Stefan Meyer Institute
The Stefan Meyer Institute (SMI) is an institute at the Austrian Academy of Sciences that is devoted to basic research in the field of subatomic physics. The research focuses on the study of fundamental symmetries and interactions and addresses the following questions:
- What are the properties of the forces that exist in nature?
- What is the origin of the mass of the visible universe?
- Why do the remains of the Big Bang consist only of matter and not of antimatter?
Professor Nora Brambilla
Nora Brambilla is Professor for Theoretical Particle and Nuclear Physics at TUM’s Physics Department. Her research focusses on a better understanding of the dynamics of the strong interaction in the field of theoretical particle physics and nuclear physics. In this context, strongly coupled gauge theories play a central role, not only in order to understand the confinement of quarks and gluons in hadrons but also for the study of quark-gluon-plasmas in heavy-ion experiments.

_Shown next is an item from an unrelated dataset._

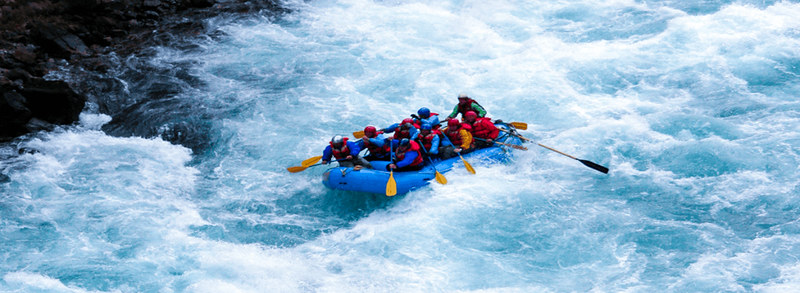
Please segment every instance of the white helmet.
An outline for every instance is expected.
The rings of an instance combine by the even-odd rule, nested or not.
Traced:
[[[333,138],[331,138],[331,143],[340,144],[343,142],[344,142],[344,137],[342,137],[341,135],[335,135]]]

Brambilla received her doctoral degree at the University of Milan (1993) and acquired her postdoctoral teaching qualification at the University of Vienna (1999). Before she was recruited to the Chair of Theoretical Particle Physics in 2008 she worked at Jefferson Laboratory, USA (1996), at Philips Research Laboratories in Aachen (2001) and as an assistant professor at the University of Milan (2002-2008). She is a founding member of the International Quarkonium Working Group (2002), the Quark Confinement lecture series and the Hadron Spectrum (1994), as well as a member of the Theory Advisory Committee of the Panda Experiment and of GSI-Darmstadt (since 2009).